Lin King-Teh, Schrantz Michael, Sandagdorj Oyungerel, Keng Yen-Fang, Boothe Gregory, Vesper Stephen Joseph
Mycometrics, LLC, Monmouth Junction, NJ 08852, USA.
Front Biosci (Elite Ed). 2011 Jan 1;3(1):108-14. doi: 10.2741/e225.
A school gymnasium was accidentally flooded by the fire-suppression sprinkler system. The surface water was removed immediately and, after 10 days, a professional firm engaged to dry the environment. Twenty five days after the flooding, the school decided to evaluate whether there was any mold growth in the gymnasium. The inspector used two approaches, traditional air samples or a DNA-based analysis of dust samples. Thirty five-minute air samples (for total of 75 L of air each sample) were collected with Air-O-Cell™ (AOC) cassettes and the mold structures (MS) were quantified by microscopy. These samples were compared to two identical outdoor air samples. As an alternative, two dust samples were collected and quantified by mold specific quantitative PCR (MSQPCR). Comparisons of indoor to outdoor mold concentrations in air samples were inconclusive, but applying MSQPCR to the investigation of this water-damaged environment provided a more reliable and useful answer to the extent of mold contamination than did the spore trap analysis.

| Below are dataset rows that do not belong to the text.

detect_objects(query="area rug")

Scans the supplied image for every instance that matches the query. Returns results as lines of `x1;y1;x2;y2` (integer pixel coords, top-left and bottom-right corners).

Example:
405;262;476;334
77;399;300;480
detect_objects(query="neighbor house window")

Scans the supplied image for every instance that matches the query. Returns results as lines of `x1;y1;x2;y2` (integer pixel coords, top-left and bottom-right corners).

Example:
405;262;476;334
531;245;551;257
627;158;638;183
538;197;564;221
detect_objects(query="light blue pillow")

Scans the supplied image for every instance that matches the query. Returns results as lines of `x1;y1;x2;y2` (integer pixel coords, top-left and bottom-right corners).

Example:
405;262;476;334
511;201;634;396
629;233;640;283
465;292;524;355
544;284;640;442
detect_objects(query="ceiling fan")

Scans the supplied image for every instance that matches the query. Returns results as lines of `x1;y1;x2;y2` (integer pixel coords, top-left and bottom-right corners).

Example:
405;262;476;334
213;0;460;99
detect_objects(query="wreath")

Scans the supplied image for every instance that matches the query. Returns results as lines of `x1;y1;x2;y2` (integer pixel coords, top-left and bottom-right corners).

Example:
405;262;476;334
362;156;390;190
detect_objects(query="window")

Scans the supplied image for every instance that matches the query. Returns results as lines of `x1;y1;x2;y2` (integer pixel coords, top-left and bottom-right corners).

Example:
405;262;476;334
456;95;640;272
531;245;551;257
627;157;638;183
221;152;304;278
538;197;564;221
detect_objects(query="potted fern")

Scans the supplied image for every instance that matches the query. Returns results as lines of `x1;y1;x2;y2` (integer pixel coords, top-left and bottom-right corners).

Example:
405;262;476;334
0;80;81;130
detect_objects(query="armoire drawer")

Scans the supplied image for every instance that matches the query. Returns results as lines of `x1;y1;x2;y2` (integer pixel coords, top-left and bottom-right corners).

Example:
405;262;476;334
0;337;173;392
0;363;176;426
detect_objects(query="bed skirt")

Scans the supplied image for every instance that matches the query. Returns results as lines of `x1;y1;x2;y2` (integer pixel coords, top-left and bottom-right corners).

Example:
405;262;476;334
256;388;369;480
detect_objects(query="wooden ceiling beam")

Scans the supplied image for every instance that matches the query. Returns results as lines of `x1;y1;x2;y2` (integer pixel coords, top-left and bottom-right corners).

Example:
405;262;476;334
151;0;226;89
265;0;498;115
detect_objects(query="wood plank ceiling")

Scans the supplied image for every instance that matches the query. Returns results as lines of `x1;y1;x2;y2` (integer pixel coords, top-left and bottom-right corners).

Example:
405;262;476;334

一所学校的体育馆意外被消防喷淋系统水淹。地表水立即被排走,10天后,一家专业公司受雇对环境进行干燥处理。洪水发生25天后,学校决定评估体育馆内是否有霉菌生长。检查员采用了两种方法,传统的空气样本检测或基于DNA的灰尘样本分析。使用Air-O-Cell™(AOC)盒收集35分钟的空气样本(每个样本共75升空气),并通过显微镜对霉菌结构(MS)进行定量。这些样本与两个相同的室外空气样本进行比较。作为替代方法,收集了两个灰尘样本,并通过霉菌特异性定量PCR(MSQPCR)进行定量。空气样本中室内与室外霉菌浓度的比较尚无定论,但与孢子捕捉分析相比,将MSQPCR应用于对这个水浸环境的调查,能为霉菌污染程度提供更可靠、更有用的答案。